Para os médicos que se valem da internet para se comunicar com seus pacientes, não é só o correio eletrônico que tem ajudado. Alguns profissionais da saúde já usam o site de relacionamentos virtuais Orkut para manter contato com seus clientes. A fisioterapeuta Fernanda Inácio, que já utilizou essa ferramenta para combinar horários de consultas, diz que foi convidada para entrar no site por uma paciente. "Decidi ficar antenada. Como meus pacientes têm consultas duas ou três vezes por semana, tenho um contato muito próximo com eles", afirma.

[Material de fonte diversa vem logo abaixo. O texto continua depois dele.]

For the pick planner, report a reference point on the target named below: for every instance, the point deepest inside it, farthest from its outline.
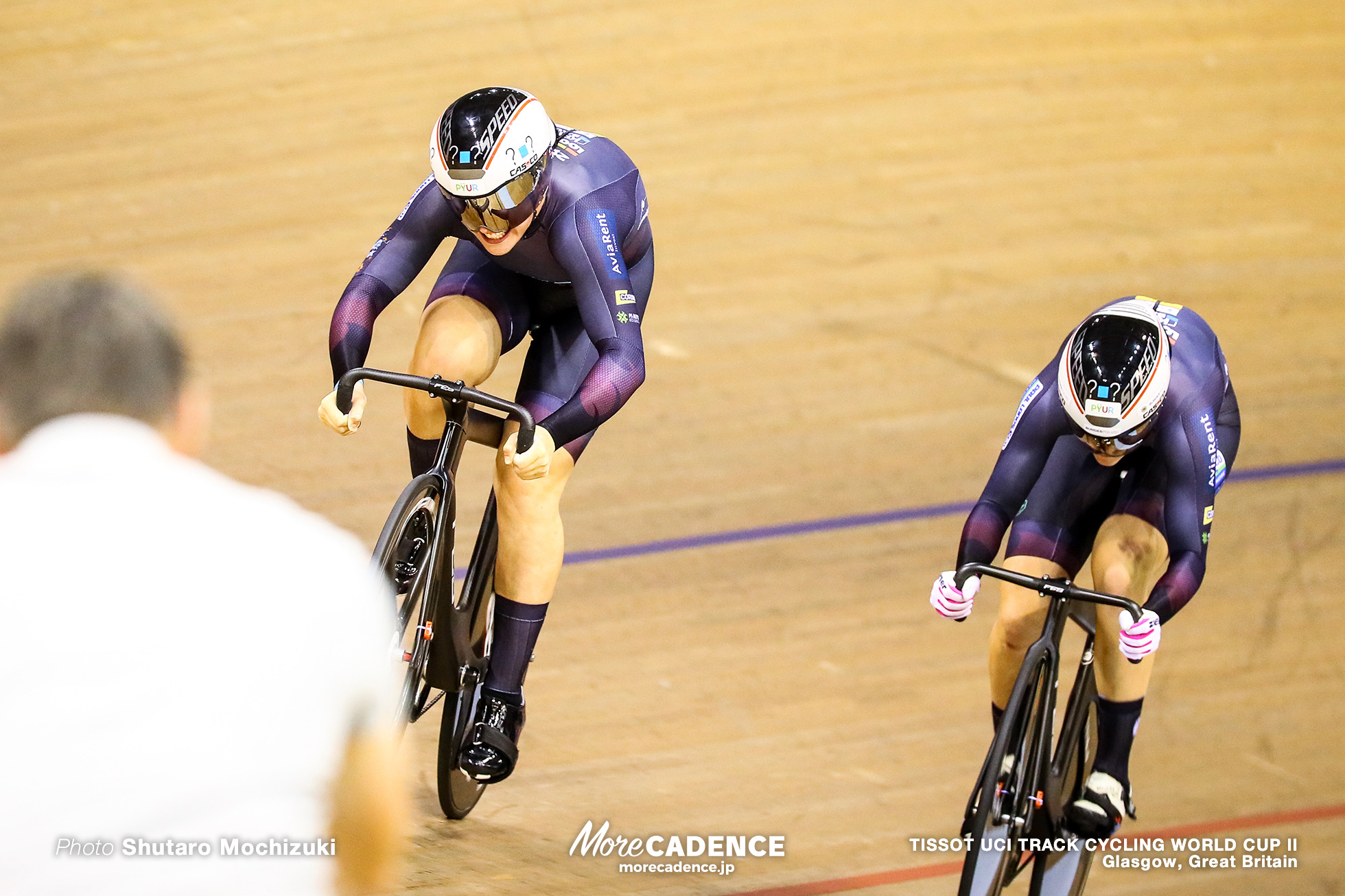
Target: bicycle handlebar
(1045, 587)
(438, 388)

Alguns profissionais da saúde já usam, além do e-mail, o site de relacionamentos virtuais Orkut para manter contato com seus clientes


Ela também troca mensagens por celular. "Eles mandam torpedos, geralmente para remarcar uma consulta. É bom porque assim posso responder num intervalo. Falar ao telefone é mais complicado por causa da correria do dia-a-dia."
Segundo a fisioterapeuta, quando o paciente quer desmarcar o horário por se sentir desanimado com o tratamento, uma palavra de ânimo on-line pode ajudar. "A internet ajuda na evolução do tratamento, pois aproxima muito o profissional do paciente", considera.
Paciente de Fernanda Inácio, a professora Sueli Kubrusly, 51, diz que, em muitas ocasiões, ela a encorajou a não faltar às sessões. "Estou em casa de licença por causa de uma depressão e uso muito a internet. Comecei a entrar em contato com a fisioterapeuta por e-mail e, como temos um relacionamento muito bom, convidei-a para fazer parte do Orkut", relata.
Para Sueli, a rede torna o relacionamento com os médicos menos formal. "E é mais prático. Fico sem jeito de ficar telefonando porque ela pode estar em consulta."
Um dos motivos que afastou a empresária Renata Ferreira de Abreu, 30, do consultório de seu antigo dermatologista foi o fato de não conseguir tirar dúvidas remanescentes após as consultas médicas. "Nunca conseguia falar com ele por telefone. Se precisava de uma simples informação, tinha que marcar o retorno, mas isso, às vezes, levava dias."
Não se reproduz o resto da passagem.